An insurance firm based out of the US invests in property catastrophe reinsurance and the retrocession market. The current initiative of their analytics team involves web scraping various weather websites to better understand the impact on the loss ratio and use this information for loss reserving in the future.
They engaged Digital Alpha to build a data product that has an automated and scalable approach to data extraction with a uniform approach to data ingestion.
At present, the analytics team of the firm uses python to extract data from events and export them to spreadsheet/excel. The critical challenges in this process are:
- Manual approach to data extraction: There are approx. 1300 Japanese weather data sites from which analysts extract information using python and export it to an excel/database. Once the data is dumped into one worksheet, the information is consolidated in one table. All this takes a lot of time and manual intervention.
- Lack of real-time insight: Since the data extraction is a manual process, if a site changes, the data is not updated in real-time, making it an unreliable source for decision-making.
Digital Alpha implemented its serverless web scraping application to scrape weather data from websites for specific zip Codes as required for the business need.
AWS Serverless Application Model (SAM) automates lambda function development. SAM allows users to create a continuous integration and test and debug serverless code locally.
The architecture is flexible, cost-effective, resilient, and allows users to make solid decoupled services.
- Amazon S3 – Stores and protects any amount of data such as cloud-native applications, mobile applications, etc.
- Amazon Event Bridge – Allows to set up a process to periodically run the lambda function.
- AWS Lambda – Enables users to run code without managing servers and scales automatically.
- Amazon SQS – Allows users to decouple and scale serverless applications.
- AWS SAM – Open-source framework to build serverless applications and provides shorthand syntax to express functions, APIs, databases, and event source mappings.
DynamoDB: DynamoDB provides native, server-side support for transactions, simplifying the developer experience of making coordinated, all-or-nothing changes to multiple items both within and across tables. With support for transactions, developers can extend the scale, performance, and enterprise benefits of DynamoDB to a broader set of mission-critical workloads.
AWS Lambda allows users to build a lean, on-demand infrastructure and scales continuously. It gives access to standard libraries, and in addition, users can build their own package to support the execution of the function or use Lambda layers to gain access to external libraries or even external Linux-based programs.
Users can access AWS lambda via the web console to create a new function, update lambda code or execute it.
Results and Benefits
The reinsurance firm now has the capabilities built to streamline and automate data extraction, and there is no manual intervention to identify and fix data when site changes.
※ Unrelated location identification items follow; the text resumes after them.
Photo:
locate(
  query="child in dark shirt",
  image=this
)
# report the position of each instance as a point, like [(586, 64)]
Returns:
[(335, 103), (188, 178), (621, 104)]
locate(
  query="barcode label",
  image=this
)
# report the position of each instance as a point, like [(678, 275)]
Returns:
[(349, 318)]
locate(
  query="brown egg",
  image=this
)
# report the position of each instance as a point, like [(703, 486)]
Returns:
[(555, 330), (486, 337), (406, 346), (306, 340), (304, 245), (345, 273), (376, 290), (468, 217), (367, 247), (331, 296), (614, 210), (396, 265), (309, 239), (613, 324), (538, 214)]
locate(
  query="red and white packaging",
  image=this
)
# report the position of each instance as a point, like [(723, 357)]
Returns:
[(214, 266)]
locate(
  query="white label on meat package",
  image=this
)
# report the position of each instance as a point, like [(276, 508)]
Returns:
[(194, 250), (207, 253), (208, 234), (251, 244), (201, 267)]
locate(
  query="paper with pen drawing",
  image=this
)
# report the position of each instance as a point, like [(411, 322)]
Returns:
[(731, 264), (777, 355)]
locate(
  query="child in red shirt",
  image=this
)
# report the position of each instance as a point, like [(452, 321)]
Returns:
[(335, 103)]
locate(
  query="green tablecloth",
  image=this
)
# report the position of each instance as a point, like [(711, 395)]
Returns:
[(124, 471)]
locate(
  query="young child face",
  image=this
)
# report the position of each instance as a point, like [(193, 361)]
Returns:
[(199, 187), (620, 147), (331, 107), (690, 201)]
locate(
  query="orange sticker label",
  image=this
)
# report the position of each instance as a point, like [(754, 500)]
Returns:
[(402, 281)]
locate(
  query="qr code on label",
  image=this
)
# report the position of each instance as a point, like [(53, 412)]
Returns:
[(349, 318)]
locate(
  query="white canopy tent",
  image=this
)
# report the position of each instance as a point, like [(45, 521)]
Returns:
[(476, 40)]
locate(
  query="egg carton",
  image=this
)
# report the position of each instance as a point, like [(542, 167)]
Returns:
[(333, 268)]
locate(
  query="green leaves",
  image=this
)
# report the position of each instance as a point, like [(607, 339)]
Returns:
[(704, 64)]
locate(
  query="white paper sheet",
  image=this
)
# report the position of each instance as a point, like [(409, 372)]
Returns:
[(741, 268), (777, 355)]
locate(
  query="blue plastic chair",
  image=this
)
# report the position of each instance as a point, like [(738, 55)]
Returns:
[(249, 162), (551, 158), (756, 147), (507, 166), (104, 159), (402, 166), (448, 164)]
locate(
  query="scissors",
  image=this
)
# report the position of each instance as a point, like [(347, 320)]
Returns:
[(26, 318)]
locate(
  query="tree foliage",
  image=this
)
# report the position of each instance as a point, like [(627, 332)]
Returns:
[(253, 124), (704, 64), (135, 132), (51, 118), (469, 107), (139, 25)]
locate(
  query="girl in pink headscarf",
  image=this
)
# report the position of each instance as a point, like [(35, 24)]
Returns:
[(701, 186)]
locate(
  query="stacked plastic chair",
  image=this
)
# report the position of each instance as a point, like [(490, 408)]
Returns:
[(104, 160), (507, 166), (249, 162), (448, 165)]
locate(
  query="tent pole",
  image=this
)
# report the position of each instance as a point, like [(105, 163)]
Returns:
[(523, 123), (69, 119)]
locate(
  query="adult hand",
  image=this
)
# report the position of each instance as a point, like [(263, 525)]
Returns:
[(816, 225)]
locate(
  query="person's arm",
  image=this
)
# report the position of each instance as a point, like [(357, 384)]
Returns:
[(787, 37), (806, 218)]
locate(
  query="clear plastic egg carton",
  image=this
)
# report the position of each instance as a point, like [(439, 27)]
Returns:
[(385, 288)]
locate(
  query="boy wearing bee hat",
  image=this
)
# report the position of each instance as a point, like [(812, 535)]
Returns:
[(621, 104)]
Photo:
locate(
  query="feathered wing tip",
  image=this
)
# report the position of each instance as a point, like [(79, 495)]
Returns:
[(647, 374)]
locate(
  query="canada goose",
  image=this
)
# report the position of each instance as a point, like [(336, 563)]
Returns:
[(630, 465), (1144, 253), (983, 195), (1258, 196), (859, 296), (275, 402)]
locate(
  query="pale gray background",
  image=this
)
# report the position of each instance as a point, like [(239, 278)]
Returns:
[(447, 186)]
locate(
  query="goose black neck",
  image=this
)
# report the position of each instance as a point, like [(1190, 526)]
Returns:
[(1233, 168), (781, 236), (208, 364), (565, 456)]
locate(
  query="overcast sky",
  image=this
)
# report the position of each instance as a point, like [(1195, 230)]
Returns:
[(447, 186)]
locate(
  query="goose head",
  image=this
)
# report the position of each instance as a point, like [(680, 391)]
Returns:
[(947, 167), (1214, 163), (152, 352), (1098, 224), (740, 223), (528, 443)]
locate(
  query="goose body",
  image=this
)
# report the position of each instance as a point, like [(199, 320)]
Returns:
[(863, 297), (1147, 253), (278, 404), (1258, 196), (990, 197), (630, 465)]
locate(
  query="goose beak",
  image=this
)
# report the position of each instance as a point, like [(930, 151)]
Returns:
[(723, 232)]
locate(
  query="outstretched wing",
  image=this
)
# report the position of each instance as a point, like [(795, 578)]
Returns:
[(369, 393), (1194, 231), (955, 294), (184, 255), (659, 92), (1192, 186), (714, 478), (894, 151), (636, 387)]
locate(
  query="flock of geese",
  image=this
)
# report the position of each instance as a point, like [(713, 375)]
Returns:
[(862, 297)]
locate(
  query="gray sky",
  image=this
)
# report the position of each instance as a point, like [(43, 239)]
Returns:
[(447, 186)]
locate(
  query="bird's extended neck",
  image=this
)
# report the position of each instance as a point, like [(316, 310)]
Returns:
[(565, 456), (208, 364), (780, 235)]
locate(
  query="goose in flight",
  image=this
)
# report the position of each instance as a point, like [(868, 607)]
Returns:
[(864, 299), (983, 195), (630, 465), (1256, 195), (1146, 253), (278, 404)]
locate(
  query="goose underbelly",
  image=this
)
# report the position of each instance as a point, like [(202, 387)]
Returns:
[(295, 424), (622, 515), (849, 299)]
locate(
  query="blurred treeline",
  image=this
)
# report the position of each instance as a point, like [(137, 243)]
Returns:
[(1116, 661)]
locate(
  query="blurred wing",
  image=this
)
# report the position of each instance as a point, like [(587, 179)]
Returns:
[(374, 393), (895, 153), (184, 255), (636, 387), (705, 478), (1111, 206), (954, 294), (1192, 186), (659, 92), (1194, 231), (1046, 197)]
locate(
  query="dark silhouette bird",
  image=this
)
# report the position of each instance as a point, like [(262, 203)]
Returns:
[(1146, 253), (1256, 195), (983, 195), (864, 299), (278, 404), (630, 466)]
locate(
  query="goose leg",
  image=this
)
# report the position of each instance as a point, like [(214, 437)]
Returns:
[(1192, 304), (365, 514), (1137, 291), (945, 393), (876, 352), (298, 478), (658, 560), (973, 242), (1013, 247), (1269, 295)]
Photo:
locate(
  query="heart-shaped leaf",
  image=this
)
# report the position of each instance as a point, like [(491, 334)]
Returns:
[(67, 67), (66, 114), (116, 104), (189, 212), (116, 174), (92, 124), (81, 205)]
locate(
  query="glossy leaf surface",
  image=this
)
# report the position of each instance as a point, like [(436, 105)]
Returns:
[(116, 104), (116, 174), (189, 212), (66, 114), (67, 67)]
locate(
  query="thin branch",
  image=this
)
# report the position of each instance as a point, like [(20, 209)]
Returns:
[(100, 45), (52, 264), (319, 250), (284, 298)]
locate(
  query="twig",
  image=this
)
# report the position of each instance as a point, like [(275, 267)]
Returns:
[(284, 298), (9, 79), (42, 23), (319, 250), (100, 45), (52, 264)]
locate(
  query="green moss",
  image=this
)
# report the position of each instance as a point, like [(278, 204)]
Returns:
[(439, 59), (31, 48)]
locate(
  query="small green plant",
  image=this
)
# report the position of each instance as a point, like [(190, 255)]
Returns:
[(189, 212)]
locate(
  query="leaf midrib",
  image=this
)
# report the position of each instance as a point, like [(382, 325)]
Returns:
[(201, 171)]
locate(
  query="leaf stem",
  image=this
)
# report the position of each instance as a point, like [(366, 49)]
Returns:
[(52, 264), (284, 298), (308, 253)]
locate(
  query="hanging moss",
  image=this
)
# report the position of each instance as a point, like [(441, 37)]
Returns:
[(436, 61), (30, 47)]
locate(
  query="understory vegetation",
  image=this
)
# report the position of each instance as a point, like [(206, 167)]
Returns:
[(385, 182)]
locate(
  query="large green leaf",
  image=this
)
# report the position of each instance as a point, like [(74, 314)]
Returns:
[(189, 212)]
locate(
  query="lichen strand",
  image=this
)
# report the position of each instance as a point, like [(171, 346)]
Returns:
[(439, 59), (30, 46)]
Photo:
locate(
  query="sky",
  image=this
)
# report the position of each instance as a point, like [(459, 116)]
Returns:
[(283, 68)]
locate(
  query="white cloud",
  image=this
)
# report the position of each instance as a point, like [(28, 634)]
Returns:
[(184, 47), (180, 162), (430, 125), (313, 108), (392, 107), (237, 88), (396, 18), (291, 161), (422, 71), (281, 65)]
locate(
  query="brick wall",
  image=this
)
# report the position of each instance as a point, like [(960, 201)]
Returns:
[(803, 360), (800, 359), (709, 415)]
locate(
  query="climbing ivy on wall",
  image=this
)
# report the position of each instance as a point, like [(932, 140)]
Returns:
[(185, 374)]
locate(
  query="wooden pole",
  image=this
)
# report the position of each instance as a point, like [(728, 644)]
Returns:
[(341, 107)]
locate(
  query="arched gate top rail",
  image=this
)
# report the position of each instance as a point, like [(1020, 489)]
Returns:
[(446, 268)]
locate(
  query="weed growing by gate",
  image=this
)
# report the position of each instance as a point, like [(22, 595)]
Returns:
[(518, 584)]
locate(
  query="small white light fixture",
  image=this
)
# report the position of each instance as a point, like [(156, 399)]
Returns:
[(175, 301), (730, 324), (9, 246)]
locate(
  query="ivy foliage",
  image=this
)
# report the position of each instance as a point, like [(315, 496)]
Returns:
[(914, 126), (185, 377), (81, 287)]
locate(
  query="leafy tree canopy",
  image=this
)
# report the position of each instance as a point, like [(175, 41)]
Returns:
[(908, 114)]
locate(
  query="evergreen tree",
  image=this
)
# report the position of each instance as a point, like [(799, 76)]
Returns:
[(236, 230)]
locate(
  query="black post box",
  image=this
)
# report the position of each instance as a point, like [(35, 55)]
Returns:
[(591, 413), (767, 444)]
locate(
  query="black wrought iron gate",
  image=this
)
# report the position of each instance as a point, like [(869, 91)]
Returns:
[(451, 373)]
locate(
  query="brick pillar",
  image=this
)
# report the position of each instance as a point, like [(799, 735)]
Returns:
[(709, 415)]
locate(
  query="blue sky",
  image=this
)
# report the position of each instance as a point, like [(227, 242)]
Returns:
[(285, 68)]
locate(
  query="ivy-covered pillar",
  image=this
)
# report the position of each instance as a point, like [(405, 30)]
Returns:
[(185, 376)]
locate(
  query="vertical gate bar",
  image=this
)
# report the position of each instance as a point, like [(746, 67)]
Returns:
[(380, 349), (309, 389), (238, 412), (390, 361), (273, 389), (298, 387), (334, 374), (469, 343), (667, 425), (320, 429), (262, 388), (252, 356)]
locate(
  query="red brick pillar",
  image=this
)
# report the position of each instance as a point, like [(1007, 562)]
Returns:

Analysts can run this on multiple sites and have the ability to collect and analyze all the damaged data points to propose the likelihood of an event being catastrophic to the decision-makers. Few key advantages for businesses:
- Automating manual processes deliver efficiencies that lower operating costs.
- Speed and accuracy deliver a competitive advantage that increases customer retention.
- Digitizing incoming information unlocks the ability for real-time triage. Automated data extraction enables triage and decision tools to evaluate quotes to make sure underwriters prioritize and optimize opportunities.